Language identification: For all smoothed language models, read in the test document, apply the language model to all sentences (lines) in it separately. Calculate the perplexity of each sentence and the average perplexity across all sentences (lines) in the document. Based on the results, identify the language of the test document. You can use fill out and use the following Python function for perplexity (or something else if you want):

import math

def perplexity(text, model, n):
""" Args:
            text: a string of characters
            model: a matrix or df of the probabilities with rows as prefixes, columns as suffixes.
			You can modify this depending on how you set up your model.
            n: n-gram order of the model

        Acknowledgment: 
	  https://towardsdatascience.com/perplexity-intuition-and-derivation-105dd481c8f3 
	  https://courses.cs.washington.edu/courses/csep517/18au/
	  ChatGPT with GPT-3.5
    """

    # FILL IN: Remove any unseen characters from the text that have no unigram probability in the language

    N = len(text)
    char_probs = []
    for i in range(n-1, N):
	prefix = text[i-n+1:i]
	suffix = text[i]
	# FILL IN: look up the probability in the model of the suffix given the prefix
	prob = 
	char_probs.append(math.log2(prob))
    neg_log_lik = -1 * sum(char_probs) # negative log-likelihood of the text
    ppl = 2 ** (neg_log_lik/(N - n + 1)) # 2 to the power of the negative log likelihood of the words divided by #ngrams
    return ppl

Text generation: For only the bigram and trigram language models trained on English, extend your programs so that you can generate sentences.
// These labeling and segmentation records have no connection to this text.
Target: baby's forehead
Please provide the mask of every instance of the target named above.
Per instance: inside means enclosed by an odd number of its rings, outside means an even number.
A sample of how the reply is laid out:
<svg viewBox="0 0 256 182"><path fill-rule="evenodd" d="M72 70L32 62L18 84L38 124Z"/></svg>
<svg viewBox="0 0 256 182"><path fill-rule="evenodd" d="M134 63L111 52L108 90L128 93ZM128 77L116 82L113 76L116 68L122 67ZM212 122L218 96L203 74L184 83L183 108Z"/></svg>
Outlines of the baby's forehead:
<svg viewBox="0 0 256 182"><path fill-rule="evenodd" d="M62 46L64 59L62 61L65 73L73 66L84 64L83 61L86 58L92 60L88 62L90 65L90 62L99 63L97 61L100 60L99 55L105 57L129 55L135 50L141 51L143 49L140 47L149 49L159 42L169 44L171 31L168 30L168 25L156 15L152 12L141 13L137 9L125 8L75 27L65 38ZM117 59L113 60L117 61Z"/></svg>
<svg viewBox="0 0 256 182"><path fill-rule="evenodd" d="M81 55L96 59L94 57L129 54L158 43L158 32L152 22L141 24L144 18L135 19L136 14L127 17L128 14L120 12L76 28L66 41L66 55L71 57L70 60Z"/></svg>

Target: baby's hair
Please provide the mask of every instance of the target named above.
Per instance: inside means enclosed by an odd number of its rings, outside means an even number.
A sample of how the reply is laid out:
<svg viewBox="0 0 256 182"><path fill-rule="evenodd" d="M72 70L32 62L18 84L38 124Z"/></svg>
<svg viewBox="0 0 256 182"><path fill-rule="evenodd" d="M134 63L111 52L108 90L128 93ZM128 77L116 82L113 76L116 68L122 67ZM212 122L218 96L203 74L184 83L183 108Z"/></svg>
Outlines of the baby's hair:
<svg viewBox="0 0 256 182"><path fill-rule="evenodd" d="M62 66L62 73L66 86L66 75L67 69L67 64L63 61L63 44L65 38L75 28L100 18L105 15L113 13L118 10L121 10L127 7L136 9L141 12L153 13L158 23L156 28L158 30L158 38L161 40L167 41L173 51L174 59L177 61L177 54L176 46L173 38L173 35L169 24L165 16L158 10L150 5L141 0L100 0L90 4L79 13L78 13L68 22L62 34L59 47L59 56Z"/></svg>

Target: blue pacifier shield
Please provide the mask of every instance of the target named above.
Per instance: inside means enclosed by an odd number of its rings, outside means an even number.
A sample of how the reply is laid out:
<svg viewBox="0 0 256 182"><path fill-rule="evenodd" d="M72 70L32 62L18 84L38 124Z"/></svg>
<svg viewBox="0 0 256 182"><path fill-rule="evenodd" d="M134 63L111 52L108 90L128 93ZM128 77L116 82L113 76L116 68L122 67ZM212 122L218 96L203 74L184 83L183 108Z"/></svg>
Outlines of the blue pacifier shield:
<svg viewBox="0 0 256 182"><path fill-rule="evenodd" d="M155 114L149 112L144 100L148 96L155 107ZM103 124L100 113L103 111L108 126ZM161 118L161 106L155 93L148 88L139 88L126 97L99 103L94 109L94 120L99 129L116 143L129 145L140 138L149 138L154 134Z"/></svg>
That is, given any English letter(s) as input and based on the n-gram model you should continue the sentence with the most likely characters. More specifically, given a letter to begin a sentence with, you should choose as the next character that character that yields the highest n-gram count when composed with previous characters into a n-gram. Thus, you will use the previous character for bigrams and previous two characters for trigrams. Your program should continue generating new characters until you have generated a 100 character sentence or you have reached a dead end (all n-gram counts are zero).

Deliverables for part 2

In your report, include:

for the linear interpolated model (and optional add-one model), the average perplexity score across all lines in the test document, as well as which language each model estimates the test document is written in (has the lowest perplexity).
generated text outputs for the following inputs: bigrams starting with 10 letters of your choice, and trigrams using those 10 letters as the first character with a second meaningful character of your choice. This is for English bigram and trigram models, both unsmoothed and smoothed.
critical analysis of your language identification results: e.g., why do your perplexity scores tell you what language the test data is written in? what does a comparison of your unigram, bigram, and trigram scores tell you about which performs best? etc.
critical analysis of your generation results: e.g., are there any difference between the sentences generated by bigrams and trigrams, or by the unsmoothed versus smoothed models? Give examples to back up your conclusions.

Submission

Please submit the following items on Canvas:

Your report with results and answers to questions in Part 1 and Part 2, named report_{your pitt email id}_hw3.pdf. No need to include @pitt.edu, just use the email ID before that part. For example: report_mmy29_hw3.pdf.
The code of your program
Model files (ngram probabilities) ideally in a human-readable format (CSV, JSON, etc)
A README.txt file explaining
- how to run your code
- the computing environment you used; what programming language you used and the major and minor version of that language; what packages did you use in case we replicate your experiments (a requirements.txt file for setting up the environment may be useful if there are many packages).
- any additional resources, references, or web pages you’ve consulted
- any person with whom you’ve discussed the assignment and describe the nature of your discussions
- any generative AI tool used, and how it was used
- any unresolved issues or problems

This homework assignment is worth 45 points.

Acknowledgments

This assignment is based on a homework assignment by Prof. Diane Litman.